Prefixes and suffixes that you specify can contain alphanumeric characters, underscore (_), and hyphen (-).
Examples:
- To match the source data set, "STG_CUSTOMER", with the target data set, "CUSTOMER", specify "STG_" in the Ignore Prefix field for the source data set.
- To match the target data set, "TMP_ACCOUNT_STG", with the source data set, "ACCOUNT", specify "TMP_" in the Ignore Prefix and "_STG" in the Ignore Suffix fields for the target data set.
- To match the source data element, "CUSTOMER_LND", with the target data element, "CUSTOMER", specify "_LND" in the Ignore Suffix field for the source data element.
- To match the target data element, "TMP_CUSTOMER_LND", with the source data element, "CUSTOMER", specify "TMP_" in the Ignore Prefix and "_LND" in the Ignore Suffix fields for the target data element.

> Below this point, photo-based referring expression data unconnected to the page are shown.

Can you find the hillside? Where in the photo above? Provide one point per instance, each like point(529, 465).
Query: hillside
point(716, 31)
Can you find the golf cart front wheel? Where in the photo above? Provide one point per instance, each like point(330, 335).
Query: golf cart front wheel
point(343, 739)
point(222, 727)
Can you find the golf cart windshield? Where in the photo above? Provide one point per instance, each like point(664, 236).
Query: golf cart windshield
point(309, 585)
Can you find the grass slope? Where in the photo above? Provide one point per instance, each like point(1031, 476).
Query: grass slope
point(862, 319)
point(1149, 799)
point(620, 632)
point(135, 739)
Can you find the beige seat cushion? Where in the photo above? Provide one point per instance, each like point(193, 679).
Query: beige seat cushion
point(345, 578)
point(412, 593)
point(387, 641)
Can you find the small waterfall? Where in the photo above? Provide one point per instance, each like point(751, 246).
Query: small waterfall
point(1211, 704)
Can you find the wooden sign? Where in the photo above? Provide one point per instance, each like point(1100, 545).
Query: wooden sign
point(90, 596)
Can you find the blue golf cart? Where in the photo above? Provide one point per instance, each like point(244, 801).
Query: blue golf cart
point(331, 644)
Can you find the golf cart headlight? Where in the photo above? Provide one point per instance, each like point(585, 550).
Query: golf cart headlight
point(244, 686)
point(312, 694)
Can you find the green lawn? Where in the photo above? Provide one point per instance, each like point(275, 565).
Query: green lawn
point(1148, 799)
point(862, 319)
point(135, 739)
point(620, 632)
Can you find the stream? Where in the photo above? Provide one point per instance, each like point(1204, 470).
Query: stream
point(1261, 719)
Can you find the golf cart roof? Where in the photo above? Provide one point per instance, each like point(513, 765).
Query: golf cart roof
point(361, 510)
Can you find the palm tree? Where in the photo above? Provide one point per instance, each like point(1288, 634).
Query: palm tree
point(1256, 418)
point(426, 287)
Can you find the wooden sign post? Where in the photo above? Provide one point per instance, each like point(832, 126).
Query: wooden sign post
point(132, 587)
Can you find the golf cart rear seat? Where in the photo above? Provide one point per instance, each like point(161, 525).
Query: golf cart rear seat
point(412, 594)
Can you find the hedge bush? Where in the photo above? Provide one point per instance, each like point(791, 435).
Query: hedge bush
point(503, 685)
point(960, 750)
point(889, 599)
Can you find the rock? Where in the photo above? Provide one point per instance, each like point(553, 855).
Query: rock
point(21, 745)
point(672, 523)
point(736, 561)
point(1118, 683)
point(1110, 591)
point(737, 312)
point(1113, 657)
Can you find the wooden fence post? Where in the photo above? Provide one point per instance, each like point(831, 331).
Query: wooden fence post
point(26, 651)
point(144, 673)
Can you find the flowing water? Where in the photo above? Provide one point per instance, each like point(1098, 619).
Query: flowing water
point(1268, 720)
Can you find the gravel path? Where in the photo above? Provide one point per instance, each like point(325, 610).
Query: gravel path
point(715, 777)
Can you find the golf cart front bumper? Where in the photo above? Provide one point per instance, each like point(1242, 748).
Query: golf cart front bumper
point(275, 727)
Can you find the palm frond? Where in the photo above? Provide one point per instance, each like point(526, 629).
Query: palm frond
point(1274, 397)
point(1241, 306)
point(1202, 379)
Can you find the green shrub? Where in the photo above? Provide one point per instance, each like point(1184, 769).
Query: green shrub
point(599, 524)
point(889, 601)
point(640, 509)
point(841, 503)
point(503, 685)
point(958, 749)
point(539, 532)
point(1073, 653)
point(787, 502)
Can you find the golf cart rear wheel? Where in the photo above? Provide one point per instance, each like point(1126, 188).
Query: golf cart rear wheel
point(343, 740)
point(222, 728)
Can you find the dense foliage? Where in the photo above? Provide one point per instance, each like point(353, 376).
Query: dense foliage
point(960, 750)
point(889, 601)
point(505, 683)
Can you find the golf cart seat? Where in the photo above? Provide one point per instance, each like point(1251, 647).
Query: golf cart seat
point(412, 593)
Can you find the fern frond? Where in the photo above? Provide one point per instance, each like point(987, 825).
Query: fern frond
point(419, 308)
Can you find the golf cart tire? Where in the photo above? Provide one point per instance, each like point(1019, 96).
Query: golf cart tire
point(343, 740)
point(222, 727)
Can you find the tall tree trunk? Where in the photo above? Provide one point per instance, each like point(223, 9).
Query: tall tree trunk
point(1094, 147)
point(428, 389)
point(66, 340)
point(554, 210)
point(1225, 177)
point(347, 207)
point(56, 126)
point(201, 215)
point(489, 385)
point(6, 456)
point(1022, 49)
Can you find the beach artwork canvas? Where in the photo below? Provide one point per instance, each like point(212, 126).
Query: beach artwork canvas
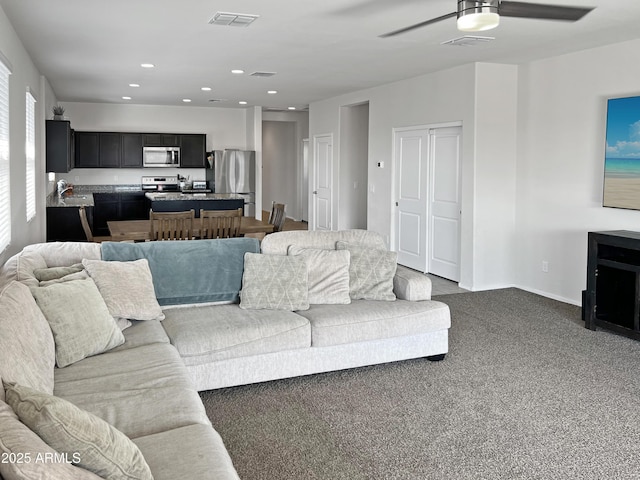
point(622, 155)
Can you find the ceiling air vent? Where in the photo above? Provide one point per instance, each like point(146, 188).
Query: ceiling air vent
point(262, 74)
point(468, 41)
point(233, 19)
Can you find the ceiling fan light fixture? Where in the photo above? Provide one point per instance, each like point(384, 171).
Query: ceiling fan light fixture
point(474, 16)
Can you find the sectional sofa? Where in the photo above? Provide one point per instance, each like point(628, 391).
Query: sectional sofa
point(122, 336)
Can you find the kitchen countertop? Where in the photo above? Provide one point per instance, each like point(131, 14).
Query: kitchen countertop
point(160, 196)
point(83, 194)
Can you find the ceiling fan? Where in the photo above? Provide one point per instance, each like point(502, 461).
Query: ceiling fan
point(478, 15)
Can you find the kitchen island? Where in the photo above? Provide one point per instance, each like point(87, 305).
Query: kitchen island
point(178, 202)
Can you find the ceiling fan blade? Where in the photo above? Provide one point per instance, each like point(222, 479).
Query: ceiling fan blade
point(418, 25)
point(542, 11)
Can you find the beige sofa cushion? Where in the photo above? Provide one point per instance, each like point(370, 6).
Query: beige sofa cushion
point(365, 320)
point(328, 274)
point(99, 447)
point(27, 349)
point(371, 272)
point(218, 332)
point(127, 288)
point(81, 323)
point(25, 456)
point(274, 282)
point(278, 243)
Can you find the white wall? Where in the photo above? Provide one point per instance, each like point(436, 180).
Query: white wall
point(300, 121)
point(24, 77)
point(354, 152)
point(561, 132)
point(469, 94)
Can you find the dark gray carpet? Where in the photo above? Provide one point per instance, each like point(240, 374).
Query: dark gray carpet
point(526, 392)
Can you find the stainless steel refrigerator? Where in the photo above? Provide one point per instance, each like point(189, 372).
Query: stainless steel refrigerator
point(234, 171)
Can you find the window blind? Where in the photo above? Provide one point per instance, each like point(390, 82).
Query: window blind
point(5, 197)
point(30, 155)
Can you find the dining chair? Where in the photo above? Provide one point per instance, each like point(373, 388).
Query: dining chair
point(220, 223)
point(172, 225)
point(277, 216)
point(82, 211)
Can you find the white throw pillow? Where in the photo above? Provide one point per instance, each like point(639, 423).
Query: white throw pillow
point(79, 319)
point(328, 274)
point(127, 288)
point(274, 282)
point(371, 272)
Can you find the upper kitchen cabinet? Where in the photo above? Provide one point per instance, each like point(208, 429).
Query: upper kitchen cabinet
point(131, 150)
point(110, 150)
point(161, 140)
point(87, 149)
point(192, 150)
point(60, 146)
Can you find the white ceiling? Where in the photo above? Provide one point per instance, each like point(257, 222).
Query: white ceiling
point(91, 50)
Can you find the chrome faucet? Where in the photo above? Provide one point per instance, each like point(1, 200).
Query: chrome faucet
point(63, 187)
point(61, 192)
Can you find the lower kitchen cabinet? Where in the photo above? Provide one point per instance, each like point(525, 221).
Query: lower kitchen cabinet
point(63, 224)
point(117, 206)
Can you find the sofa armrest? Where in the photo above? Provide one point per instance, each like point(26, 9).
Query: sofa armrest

Note: If you don't select an asset type, you can't enter a prefix or suffix. In such cases, the lineage generation job searches for and matches exact source and target asset names.
7If you choose the Expression rule type, construct an inclusion rule using expressions.
The following image shows the Linking Method tab with the Expression rule type selected:
You can use a combination of attributes, operators, functions, and comments to define an inclusion rule. You can type your expressions directly and view autocompleted suggestions as you type your expression in the editor. Expressions are created using a Spark SQL-based language. Expression values cannot exceed 5000 characters.
You can use the following components to construct an inclusion rule:
- Attributes: Attributes can be source data set, source data element, target data set, and target data element values that you obtain from the catalog. Values are case-sensitive.
Example: srcDataElement.name == 'email'
- Operators: Use operators to compare values of columns. For example, you can use an equality operator to check if the names of two columns are the same.
- Functions: Use functions to calculate values and manipulate data. For example, a function can be changing a name to all upper case or lower case using the upper or lowerfunctions.
Other supported functions include, but are not limited to:
▪ replace
▪ regexp_replace
▪ regexp_match
▪ substring
▪ length
Example: replace('EMPLoyee', 'oyee', 'OYEE')
- Comments: Use comments to summarize the constructed inclusion rule.
Example: /* source data element is changed to lowercase */
Example of a valid inclusion rule:
srcDataElement.name == tgtDataElement.name and srcDataSet.name == tgtDataSet.name
/* The source data element name must be the same as the target data element name, and the source data set name must be the same as the target data set name. */
Important: Construct expressions with both data sets and data elements to avoid generating unnecessary catalog source links.
8Click Validate to validate your expression.
If the validation is successful, a success message appears.
9To save and run the configuration, click Save and then Run.
A Lineage Generation job is created to link catalog sources and to generate catalog source links. Check the status of the job on the Monitor page.